The exhibition commences under the warmth of an orange canopy suspended above a line of foldable tables. Brightly coloured sticky notes are scattered across an aerial map of Clarence Valley in the Northern Rivers region of New South Wales on Bundjalung, Gumbaynggirr and Yaegl Country. Wooden stools invite you to sit down, take in the collection of thoughts, and respond to prompt cards asking “In this exhibition, I liked…” and “In this exhibition, I saw the opportunity for…”

Here, Mel Dodd, Nikhila Madabhushi, Kerry O’Neil, Robert Lees, and the nineteen students of Placemaking Clarence Valley’s design studio invite you to be a participant in the work. They ask you questions that mimic the empathetic approach to community consultation explored by the studio. Student proposals are found in the booklets placed among the scattered props on the tables. The presentation of the Master of Architecture and Master of Urban Planning and Design student work in thick booklets appears bureaucratic. While impressively consistent, it does make me wonder whether the unique perspectives of the students have been subsumed by the studio’s representation.

Placemaking Clarence Valley, led by Mel Dodd, Nikhila Madabhushi, Robert Lees and Kerry O’Neil, Building F, Monash Art Design and Architecture. Photo: Andrew Curtis.

The raw grittiness of the exhibition spaces on level three in Building F—characterised by unpolished concrete floors, exposed ceilings and rough-sawn timber stud work—set the scene for a welcome attitude of sophisticated experimentation consistent with the thematics behind studios and projects. 

Wasted, a design studio led by Frank Burridge, promotes a custodianship of landscape through the considered reuse of existing “waste” materials. The studio’s commitment to materiality is explored through a long ensemble of brick, concrete, and textile woven into the soft, red earth of the landscape. Nestled grassroots and dried gum leaves bring the atmosphere of hot, baking summers into the exhibition space. Juxtaposed against this, the playful experimentation of 1:1 playground models optimistically colours a serious conversation about climate change and material obsolescence, but there seems to be some disconnect between these objects and many of the exhibited student proposals.

Wasted, led by Frank Burridge, Building F, Monash Art Design and Architecture. Photo: Andrew Curtis.
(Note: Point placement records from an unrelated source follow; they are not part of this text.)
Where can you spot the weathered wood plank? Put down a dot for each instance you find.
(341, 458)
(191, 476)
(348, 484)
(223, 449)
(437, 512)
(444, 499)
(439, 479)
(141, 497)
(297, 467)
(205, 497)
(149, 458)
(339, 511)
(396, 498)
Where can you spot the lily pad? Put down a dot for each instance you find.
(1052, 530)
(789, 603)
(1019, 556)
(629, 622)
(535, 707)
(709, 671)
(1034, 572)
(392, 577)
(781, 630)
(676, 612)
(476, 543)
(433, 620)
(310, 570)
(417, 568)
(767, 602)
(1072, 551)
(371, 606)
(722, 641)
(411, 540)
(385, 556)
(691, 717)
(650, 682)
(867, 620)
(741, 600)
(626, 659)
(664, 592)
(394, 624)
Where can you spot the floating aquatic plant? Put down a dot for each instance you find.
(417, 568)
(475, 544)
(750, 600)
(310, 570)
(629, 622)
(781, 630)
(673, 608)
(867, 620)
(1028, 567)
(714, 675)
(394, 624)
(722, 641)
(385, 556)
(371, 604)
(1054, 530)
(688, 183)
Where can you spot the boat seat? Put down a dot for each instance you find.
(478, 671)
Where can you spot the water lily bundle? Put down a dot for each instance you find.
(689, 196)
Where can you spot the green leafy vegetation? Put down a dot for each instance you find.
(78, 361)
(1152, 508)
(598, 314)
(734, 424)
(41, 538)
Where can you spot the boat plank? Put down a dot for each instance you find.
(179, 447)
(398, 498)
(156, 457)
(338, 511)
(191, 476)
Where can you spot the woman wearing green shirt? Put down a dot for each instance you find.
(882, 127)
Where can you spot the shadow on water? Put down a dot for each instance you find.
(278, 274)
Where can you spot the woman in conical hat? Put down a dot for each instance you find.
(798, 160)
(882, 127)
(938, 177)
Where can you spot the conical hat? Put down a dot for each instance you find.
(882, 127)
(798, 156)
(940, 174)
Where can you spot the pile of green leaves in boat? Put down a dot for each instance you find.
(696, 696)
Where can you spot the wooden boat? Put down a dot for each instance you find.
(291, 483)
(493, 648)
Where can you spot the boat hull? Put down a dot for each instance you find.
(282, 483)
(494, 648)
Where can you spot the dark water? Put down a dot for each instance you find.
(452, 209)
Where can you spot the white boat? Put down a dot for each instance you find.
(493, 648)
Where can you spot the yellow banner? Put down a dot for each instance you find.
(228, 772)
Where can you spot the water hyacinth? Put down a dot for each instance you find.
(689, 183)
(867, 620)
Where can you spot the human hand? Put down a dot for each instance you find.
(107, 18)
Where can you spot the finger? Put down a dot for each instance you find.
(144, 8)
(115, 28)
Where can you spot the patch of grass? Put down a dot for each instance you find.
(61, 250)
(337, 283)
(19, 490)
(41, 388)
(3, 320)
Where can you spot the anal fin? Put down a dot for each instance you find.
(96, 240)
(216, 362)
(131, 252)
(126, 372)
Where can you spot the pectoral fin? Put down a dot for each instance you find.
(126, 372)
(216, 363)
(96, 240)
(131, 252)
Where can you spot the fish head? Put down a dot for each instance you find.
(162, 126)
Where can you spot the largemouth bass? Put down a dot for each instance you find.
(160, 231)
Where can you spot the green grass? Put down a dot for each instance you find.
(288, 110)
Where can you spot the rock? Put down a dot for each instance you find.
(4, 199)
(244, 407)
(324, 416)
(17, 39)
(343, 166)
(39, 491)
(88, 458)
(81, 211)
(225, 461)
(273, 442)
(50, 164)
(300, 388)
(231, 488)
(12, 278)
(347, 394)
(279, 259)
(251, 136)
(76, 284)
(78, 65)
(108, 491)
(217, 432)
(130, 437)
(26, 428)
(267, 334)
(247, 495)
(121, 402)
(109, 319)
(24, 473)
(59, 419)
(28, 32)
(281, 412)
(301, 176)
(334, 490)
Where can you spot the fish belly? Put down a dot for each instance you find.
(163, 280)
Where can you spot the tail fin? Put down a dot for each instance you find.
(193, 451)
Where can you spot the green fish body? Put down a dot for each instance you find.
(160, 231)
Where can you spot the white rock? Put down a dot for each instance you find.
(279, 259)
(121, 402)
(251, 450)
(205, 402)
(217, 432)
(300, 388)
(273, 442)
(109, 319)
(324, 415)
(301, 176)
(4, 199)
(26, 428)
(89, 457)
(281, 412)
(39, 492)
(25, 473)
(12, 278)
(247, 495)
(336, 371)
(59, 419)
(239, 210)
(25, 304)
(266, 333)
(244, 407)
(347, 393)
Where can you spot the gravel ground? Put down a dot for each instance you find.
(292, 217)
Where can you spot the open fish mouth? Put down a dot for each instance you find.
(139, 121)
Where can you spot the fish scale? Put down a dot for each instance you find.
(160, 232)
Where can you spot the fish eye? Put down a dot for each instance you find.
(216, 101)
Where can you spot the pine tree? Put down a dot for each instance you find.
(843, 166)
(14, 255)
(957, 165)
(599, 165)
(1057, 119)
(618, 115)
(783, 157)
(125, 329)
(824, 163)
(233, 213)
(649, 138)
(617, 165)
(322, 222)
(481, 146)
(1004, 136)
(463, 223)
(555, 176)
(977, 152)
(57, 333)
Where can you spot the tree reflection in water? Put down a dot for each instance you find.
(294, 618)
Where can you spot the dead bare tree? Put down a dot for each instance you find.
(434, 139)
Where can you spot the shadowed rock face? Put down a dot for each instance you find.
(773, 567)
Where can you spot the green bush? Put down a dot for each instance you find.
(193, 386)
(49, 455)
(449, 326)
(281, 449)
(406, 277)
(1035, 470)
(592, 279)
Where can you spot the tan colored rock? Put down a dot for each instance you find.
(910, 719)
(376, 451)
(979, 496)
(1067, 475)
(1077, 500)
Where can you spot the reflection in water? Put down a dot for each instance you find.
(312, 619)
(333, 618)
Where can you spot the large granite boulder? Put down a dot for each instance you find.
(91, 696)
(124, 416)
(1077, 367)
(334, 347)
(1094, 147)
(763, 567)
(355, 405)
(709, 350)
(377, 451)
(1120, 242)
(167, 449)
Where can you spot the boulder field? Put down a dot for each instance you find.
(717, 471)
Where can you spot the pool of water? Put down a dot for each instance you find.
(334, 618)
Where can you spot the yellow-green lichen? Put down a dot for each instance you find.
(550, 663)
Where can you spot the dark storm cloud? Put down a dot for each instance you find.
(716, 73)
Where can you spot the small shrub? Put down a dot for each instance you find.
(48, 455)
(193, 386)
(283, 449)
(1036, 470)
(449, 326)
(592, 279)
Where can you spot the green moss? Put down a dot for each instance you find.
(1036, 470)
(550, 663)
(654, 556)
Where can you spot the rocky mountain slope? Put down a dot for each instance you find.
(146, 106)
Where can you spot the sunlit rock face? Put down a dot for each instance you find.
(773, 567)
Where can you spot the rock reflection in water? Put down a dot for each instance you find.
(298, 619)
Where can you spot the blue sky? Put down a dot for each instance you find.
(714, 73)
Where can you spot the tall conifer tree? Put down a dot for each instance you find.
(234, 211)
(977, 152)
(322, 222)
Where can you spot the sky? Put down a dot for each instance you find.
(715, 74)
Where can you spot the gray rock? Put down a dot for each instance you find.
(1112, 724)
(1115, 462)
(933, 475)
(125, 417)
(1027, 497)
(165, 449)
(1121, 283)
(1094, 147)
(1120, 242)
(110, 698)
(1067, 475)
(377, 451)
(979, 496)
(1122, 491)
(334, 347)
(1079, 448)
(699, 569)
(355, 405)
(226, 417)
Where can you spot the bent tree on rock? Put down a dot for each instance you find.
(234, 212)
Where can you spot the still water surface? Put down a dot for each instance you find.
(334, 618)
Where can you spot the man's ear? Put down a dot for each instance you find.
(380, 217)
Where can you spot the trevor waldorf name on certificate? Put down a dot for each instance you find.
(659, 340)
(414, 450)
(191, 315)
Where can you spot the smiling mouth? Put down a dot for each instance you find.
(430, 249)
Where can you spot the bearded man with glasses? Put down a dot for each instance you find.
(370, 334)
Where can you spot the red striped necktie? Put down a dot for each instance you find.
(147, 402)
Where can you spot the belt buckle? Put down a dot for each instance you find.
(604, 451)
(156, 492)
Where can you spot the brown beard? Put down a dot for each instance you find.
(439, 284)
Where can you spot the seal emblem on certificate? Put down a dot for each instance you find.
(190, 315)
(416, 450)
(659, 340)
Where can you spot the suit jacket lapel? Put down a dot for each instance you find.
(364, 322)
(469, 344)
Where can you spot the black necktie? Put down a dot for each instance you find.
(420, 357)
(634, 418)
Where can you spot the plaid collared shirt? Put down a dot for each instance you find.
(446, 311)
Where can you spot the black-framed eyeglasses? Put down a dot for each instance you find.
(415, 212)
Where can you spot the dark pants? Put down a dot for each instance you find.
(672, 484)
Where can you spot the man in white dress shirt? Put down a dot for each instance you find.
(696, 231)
Towards the end of the corridor, you are met with the soft ambiguity of a curtained confessional space at the centre of an open studio. Anthony Clarke’s design studio Carceral Geography explores the role of architecture in relation to community re-entry after incarceration. As with other studios, such as Minus and Placemaking Clarence Valley, student work is packaged into minimal and restrained portfolios hidden within the belly of the exhibition. These booklets are used to communicate each student’s project as part of a body of research to complement a wider thematic investigation. 

Carceral Geography, led by Anthony Clarke, Building F, Monash Art Design and Architecture. Photo: Andrew Curtis.

At large, Monash Architecture’s MADA Now 2023 exhibition is concise and considered. Thematics bounce from intense pragmatism to the speculative and theoretical, with enough negative space to hold the audience’s attention. This seems to be the outcome of a focus on creating a singular set that captures each design studio, respectively. However, this means student work is pushed to the fringes and often feels like a supporting act to a greater collective. In the case of Louise Wright’s design studio Minus, your first encounter with the exhibition is a pair of screens seated on office chairs playing video loops filmed by the architect and professor herself. 

Minus, led by Louise Wright, Building F, Monash Art Design and Architecture. Photo: Andrew Curtis.

While there is much to commend in the way of exhibition atmosphere, one has to question if this comes at the sacrifice of student-led individuality. After all, the end-of-year exhibition is a chance for graduating students to set an agenda for their careers and plant a flag as to how they want to practise in the wider community. 

This strikes a poignant nerve for wider consideration: how much should students be allowed to control their final projects? Or, in the context of Eduardo Kairuz’s design studio titled Fugitivity, where students donated the exhibition budget to various global crises, and invite you as the audience to do the same through neatly located QR code, is training a cohort of active social participants the change we need to see in architecture? 

Rachel Soebekti has recently completed a Masters of Architecture from The University of Melbourne.